I connect the PC between EC25 and AWS iot using Python code.
EC25 connect to PC(TCP connection ) and PC to AWS(TCP Connection)
EC25 send the data to PC and PC resend it to AWS iot and visa versa.

EC25(5.35.166.154) <-> PC(222.98.173.200… using Python) <->AWS iot(3.130.56.185)

This is a packet capture using the PC.AWS iot(3.130.56.185) sends a packet including bad certificate message.

are you have “clear” connection from python?
for me work

Thank you
I executed using your python file.

I think it looks like it’s connected, is it right?

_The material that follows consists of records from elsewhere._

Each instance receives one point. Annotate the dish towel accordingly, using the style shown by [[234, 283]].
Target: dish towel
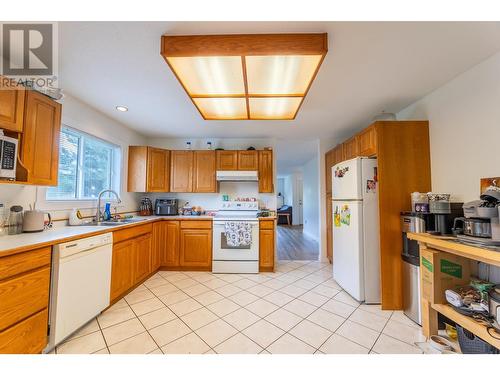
[[238, 234]]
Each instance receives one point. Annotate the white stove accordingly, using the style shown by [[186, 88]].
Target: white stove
[[236, 259]]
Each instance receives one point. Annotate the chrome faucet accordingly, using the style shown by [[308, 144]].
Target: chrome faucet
[[98, 214]]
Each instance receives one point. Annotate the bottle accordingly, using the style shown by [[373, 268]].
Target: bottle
[[3, 221], [16, 220], [107, 211]]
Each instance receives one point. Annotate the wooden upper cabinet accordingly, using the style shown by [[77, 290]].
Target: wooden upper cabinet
[[227, 160], [339, 154], [148, 169], [350, 148], [248, 160], [11, 107], [367, 142], [266, 176], [181, 171], [40, 139], [204, 172], [158, 176]]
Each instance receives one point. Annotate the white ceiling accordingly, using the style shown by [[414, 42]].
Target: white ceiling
[[370, 67]]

console BEGIN END … no error is OK
you can view message in AWS MQTT console
so … use this settings & certificates for EC2x
check / debug again your AT commands
or … contact with Quectel support

Thank @WIZio
I could see the message on AWS MQTT test console.
In the end, it will likely have no choice but to check the setting or firmware version.

… and ask last firmware

I have been using the latest firmware for EC20 (EC20CEFILGR06A05M1G) and I am getting the same result.
Weird part is the same setup works for MQTT brokers other than aws iot core. And aws iot core is working with desktop clients like mqtt.fx

I am grappling with this problem for a week now.

One work around would be to use a mqtt bridge between working MQTT broker such as mosquitto broker or emqx broker and aws iot core.

Other way would be to implement poho mqtt client with mbed TLS in the application.